Feather together:
Occasionally someone actually mentions the obvious.  In this case the context is a study done (work done by Noel and Nyhan Soc. Networks 33, 211 2011 as reviewed in SCIENCE by “-B” Not Contagious After All vol. 333 no. 6046 August 26, 2011 page 1072) clarifying social contagion.  Will being around lonely fat people make you get lonely and fat? 

Previous work suggested that such things might be catchy, like yawning.  But the new work suggests that a previously known effect had been understated.  The effect called “homophily” is that people are more likely to make friends with people they resemble, and more importantly such friendships are more stable than those between people who are different.

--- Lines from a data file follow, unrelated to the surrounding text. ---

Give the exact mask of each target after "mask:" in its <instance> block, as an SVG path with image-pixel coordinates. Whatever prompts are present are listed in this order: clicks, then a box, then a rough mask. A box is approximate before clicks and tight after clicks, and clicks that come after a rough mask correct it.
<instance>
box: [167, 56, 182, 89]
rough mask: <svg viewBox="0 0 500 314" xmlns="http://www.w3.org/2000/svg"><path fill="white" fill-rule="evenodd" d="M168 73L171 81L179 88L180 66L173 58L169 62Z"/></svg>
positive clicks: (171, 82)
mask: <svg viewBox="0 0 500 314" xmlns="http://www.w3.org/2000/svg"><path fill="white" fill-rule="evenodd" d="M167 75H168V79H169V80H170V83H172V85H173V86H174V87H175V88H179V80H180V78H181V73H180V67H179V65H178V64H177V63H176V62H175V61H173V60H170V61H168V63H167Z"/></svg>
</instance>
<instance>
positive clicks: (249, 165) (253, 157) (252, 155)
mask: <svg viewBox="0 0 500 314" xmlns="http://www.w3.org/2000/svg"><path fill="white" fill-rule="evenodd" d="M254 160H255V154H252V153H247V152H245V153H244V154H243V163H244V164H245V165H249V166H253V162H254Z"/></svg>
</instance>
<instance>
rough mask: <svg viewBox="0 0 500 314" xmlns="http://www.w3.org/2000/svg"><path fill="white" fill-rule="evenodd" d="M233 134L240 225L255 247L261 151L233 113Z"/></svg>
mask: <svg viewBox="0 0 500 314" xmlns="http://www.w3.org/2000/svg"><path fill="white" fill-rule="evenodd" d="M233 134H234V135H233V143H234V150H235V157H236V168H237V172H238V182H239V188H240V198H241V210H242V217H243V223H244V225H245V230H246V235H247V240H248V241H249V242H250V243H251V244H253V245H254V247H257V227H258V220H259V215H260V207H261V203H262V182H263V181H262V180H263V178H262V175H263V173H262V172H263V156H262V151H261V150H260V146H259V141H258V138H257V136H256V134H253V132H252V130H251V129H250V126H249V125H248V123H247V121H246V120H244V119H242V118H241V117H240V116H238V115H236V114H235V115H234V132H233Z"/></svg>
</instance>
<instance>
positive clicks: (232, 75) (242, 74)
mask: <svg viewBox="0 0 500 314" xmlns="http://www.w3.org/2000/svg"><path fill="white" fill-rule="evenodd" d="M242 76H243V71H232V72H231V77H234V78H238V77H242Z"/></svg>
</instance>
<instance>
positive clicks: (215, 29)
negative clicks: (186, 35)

We live in a society where most marriages end in divorce.  Than can’t be making people happier.  Divorce is clearly a case, well usually, in which initial attraction fades, and the new study indicates that this is more common if people are different.

Well you are on average going to resemble your cousins more than you are going to resemble people in the community at large.  So it seems reasonable to suggest that marriages between cousins are likely to last longer than marriages between strangers. 

Of course that would be exceptionally difficult to prove, but I am sure there are sociologists with the skills to give it a whirl.  Since nature presents us with a choice – has always presented us with a choice – of marry kin or die out, it is pleasant to think that this could lead to a more stable and happy community irrespective of the fertility issue.